Amen Ra Mashariki é diretor global do Data Lab do WRI (foto: WRI)

Mashariki acumula experiências e perspectivas da temática dos "dados para o impacto" ao longo de sua trajetória acadêmica e profissional. Cientista da computação e engenheiro da informação, iniciou a trajetória como cientista pesquisador da Universidade John Hopkins. Saiu do importante centro de Baltimore para tornar-se bolsista no Gabinete de Ciência, Tecnologia e Políticas da Casa Branca e, mais tarde, diretor de tecnologia do Gabinete de Gestão de Pessoal dos Estados Unidos. No setor público federal, Mashariki despertou para o uso de dados como recurso não só de identificação de boas políticas, mas de implementação. “Havia políticas federais difíceis de implementar e, muitas vezes, os dados eram a melhor maneira de ajudar”, explicou em recente entrevista.

Deixou a esfera federal para assumir a diretoria do gabinete de análise de dados da prefeitura de Nova York. No Mayor’s Office of Data Analytics, ou MODA, Mashariki impulsionou o uso de dados e algoritmos para solucionar demandas e desafios da cidade de 8,4 milhões de habitantes. Ele ainda chefiou o departamento de urban analytics da empresa de software de mapeamento geográfico Esri antes de juntar-se ao time do WRI.

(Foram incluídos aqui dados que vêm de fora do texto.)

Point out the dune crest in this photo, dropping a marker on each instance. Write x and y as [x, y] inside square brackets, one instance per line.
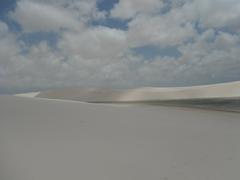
[224, 90]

Na entrevista a seguir, Mashariki fala sobre suas experiências, aponta desafios e oportunidades de se usar os dados da melhor forma para gerar impacto positivo e a importância de se garantir o acesso amplo a dados abertos e sem viés para gerar sociedades mais justas e inclusivas.

Seu período à frente do MODA ajudou a mostrar como os dados podem auxiliar as cidades a abordar a inclusão e a equidade?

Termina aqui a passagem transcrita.